しかし、今回のチェコ原発の輸出では、韓水原とウェスティングハウスは技術移転の合意に至らなかった。韓国の原子力業界では、ウェスティングハウスが韓国の原発産業を牽制し、受注過程でロイヤリティーの条件を有利にするために「嫌がらせ」をしているという主張が出ている。
問題は、このような紛争を解決できないまま受注戦に突入したことが、最終交渉の悪材料になりうるということだ。わずか1年前の昨年4月末、尹錫悦(ユン・ソクヨル)大統領が米国を国賓訪問した際、韓米首脳は共同声明を通じて「両国は原発分野について知的財産権を尊重する」との内容で合意した。
当時、韓水原がポーランドに原発輸出を推進する過程で、ウェスティングハウスが知的財産権違反の訴訟を起こした状況だったため、この文言は韓国の知的財産権の違反行為を阻止しようとする目的だとも言われていた。
昨年6月にはウェスティングハウスが訪韓し、韓水原と知的財産権関連の協議を進めたが、韓水原がロイヤリティーの支払いや原発建設の一定部分を任せる下請け方式での協力などのウェスティングハウスからの要求を受け入れられず、合意に至らなかったと報じられた。ウェスティングハウスはその後、10月に米国で韓水原を相手取って知的財産権関連の訴訟を始めた。
エネルギー転換フォーラムのソク・クァンフン専門委員は「韓水原が知的財産権のリスクを最後まで解決できない場合は、チェコ政府も工事中断になりうる韓国の原発建設を承認する可能性は低い」と予想した。
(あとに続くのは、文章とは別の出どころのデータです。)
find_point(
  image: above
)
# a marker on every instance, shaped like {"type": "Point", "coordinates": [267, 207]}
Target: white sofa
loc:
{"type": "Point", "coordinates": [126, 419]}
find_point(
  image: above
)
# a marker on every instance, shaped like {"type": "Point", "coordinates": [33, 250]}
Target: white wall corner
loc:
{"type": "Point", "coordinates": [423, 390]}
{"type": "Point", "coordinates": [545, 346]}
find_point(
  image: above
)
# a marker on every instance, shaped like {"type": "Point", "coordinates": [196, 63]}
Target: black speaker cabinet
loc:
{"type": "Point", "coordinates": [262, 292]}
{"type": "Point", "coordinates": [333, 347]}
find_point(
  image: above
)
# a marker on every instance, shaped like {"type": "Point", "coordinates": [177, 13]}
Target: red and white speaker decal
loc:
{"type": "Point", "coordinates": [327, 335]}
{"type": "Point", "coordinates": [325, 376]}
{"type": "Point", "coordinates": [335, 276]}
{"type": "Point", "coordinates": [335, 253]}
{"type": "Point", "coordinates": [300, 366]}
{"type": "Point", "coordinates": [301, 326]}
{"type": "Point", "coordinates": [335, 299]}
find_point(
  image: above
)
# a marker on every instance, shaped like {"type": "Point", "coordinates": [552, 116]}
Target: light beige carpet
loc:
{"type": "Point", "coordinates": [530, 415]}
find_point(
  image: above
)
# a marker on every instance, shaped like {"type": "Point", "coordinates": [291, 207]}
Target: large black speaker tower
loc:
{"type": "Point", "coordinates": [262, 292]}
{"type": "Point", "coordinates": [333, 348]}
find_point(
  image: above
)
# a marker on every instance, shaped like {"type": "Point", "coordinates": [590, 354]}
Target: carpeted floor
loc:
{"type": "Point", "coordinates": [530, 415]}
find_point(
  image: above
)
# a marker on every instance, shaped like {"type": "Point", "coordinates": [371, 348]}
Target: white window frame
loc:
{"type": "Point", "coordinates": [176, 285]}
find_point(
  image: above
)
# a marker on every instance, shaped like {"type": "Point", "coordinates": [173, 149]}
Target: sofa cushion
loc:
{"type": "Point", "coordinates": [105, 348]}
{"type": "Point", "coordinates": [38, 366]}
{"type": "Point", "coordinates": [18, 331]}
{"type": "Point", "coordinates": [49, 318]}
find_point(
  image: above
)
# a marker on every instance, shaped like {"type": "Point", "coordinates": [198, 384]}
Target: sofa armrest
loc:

「原子力安全と未来」のイ・ジョンユン代表は「米国の立場としては、自国の原発技術を模倣して他国に移転しようとする韓国の行為を容認することは、米連邦規定集810(原子力技術移転時の米エネルギー省許可規定)に反する決定になりうる」として、「数年前に始まった知的財産権に関する紛争を解決できないまま受注戦に突入した手続き的な問題に対する徹底した実状調査が必要だ」と指摘した。